I’ve named this blog Tree and Root because I expect Journ 4450/Reporting to be a turning point in my education. Up until now, my whole life, and in particular my ‘life as a journalist’, has been all ‘root’. Education. Formative experiences. The little things that have broadened my knowledge base and developed my curiosity and sharpened my writing over the years. Things the world doesn’t see, as crucial and expansive as they are.

This semester, though, marks the turning point. The line seperating practice and preparation with reality is about to be seriously blurred. With some help, some luck and some perserverence, I’ll be covering and publishing my first real stories. This is where the root ends and the tree begins.


But, first, a quick look at the Root. And what better than a review of my beat request essay, to remember where I stood when I stood at the turning point?

The day I decided to go into journalism, I was sitting in the lounge at my residence hall with a stack of twenty books, furiously researching indigenous reindeer herders. I was fascinated by this group, which forms a cultural continuum from the westernmost Siberia, across the vastness of northern Russia and all the way to Finland, Sweden, and Norway– even as climate, ethnic appearance, and languages change slowly but greatly over thousands of barely populated miles. I wanted to go live with these people, to taste reindeer milk, hear shamans sing out the essence of a friend or an inlet, and hear my breath crackle as it freezes in the still arctic air at forty degrees below zero. I wanted to write about them and take pictures of them and show the world how amazing they were. It was a feeling I’d had before and have had many times since – a friend of mine suggested I go into journalism, and things seemed to snap into place.

I was born in Boston but raised almost exclusivelyin Missouri. I spent my childhood eating fruits and leaves in the woods behind my house, catching minnows in clear cold streams and camping in the Ozarks. As I grew up, I raised my eyes to the horizon, but what I was seeking was the same – a sense of place that pulled in all the senses. Nature and travel both near and far have always been my passion. I’m also very interested in languages (I am fluent in Spanish, German, and Norwegian and have also studied Catalan, Japanese, Italian, Finnish and Basque.) I’m interested in cultures and cultural landscapes at all depths – I love photographing picture perfect towns and colourful festivities as well as digging deeper into the roots and fault lines of identity. 

My dream is to be a travel journalist someday. To this end, I attended the travel journalism conference in Kansas City last fall, where I got to meet lots of people in the field and learned a lot about how they interact with the tourism bureaus, restaurant owners, etc. I have spent the last year studying abroad and this semester I am working on the MU Study Abroad blog.  As this niche of journalism doesn’t fit neatly into any of the beats, I feel relatively flexible about my placement. I have almost no interest in sports and am not overly fascinated by government – what intrigues me is what goes on at the personal and cultural levels – portraits of interesting people, feeling out the pulse of a community or subculture, etc. I would love to have the chance to do some photography as well as writing – although the written word is my first focus, in my career I hope to be comfortable with both media.

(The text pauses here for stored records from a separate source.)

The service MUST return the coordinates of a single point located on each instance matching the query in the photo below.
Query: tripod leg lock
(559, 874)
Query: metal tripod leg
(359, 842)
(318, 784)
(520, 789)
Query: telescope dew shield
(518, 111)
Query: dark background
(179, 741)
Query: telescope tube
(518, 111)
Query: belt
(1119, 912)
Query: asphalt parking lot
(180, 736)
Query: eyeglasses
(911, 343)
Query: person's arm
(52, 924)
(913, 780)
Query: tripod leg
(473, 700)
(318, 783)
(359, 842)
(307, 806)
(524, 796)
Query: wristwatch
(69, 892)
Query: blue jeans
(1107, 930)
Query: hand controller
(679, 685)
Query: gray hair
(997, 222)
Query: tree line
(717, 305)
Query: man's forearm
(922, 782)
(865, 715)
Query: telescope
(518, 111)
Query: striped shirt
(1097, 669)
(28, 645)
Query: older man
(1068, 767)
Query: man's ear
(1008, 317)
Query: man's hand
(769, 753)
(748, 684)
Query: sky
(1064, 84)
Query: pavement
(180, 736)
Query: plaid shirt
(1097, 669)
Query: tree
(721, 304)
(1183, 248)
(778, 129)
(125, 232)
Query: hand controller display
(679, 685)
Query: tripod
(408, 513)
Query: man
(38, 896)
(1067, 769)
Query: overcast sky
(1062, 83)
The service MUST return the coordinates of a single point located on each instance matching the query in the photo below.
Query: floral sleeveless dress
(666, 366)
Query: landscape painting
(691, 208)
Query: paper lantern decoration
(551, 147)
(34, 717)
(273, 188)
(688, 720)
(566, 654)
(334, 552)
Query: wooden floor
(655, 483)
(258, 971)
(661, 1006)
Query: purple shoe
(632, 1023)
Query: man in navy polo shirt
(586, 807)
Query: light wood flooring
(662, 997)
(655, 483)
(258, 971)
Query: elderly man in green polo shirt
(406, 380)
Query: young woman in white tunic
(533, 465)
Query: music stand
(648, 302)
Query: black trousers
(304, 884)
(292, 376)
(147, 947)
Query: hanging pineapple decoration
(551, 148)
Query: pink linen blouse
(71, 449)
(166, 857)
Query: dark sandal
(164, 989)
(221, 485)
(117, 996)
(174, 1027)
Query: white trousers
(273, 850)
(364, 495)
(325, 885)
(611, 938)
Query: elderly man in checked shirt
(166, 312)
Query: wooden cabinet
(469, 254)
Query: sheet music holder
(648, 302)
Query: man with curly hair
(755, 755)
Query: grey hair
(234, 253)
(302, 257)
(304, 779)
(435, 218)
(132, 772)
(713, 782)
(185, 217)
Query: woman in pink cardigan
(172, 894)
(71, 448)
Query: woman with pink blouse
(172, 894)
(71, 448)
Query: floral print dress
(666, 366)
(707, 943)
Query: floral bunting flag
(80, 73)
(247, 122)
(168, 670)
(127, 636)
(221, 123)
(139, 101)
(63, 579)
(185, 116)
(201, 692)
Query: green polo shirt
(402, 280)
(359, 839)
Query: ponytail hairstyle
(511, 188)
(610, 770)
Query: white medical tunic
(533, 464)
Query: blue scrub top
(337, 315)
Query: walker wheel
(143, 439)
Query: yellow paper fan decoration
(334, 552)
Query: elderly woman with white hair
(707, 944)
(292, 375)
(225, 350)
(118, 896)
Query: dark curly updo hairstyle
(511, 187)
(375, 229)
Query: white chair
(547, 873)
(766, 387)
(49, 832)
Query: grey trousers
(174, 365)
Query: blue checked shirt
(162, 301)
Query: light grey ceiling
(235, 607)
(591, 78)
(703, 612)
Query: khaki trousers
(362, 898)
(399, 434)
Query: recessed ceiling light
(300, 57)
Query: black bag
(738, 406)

Next semester I am planning to focus on my studies, as I’ve heard that Reporting isan extremely demanding class. However, I am taking a relatively full courseload as I am working towards a dual degree. There is also a chance I may study abroad next spring, but I can’t imagine how that would effect the fall semester.


I didn’t actually request a beat. With all due respect, I wasn’t super interested in any of the beats offered. Not that I didn’t think they were interesting or worth reporting on, they just weren’t me. But I figured I could get through a semester reporting on just about anything (well, readers might suffer if I was assigned to Sports, but even then I guess I’d give it a go from the human interest and off-the-field perspective!)

For once, my honesty paid off. Or at least, that seems to be the way things are going. I was placed in the Enterprise beat, which means I can basically pick and pursue my own stories, take up whatever falls through the cracks of the other beats. It’s really perfect, and I can’t wait to see where it’s going to take me.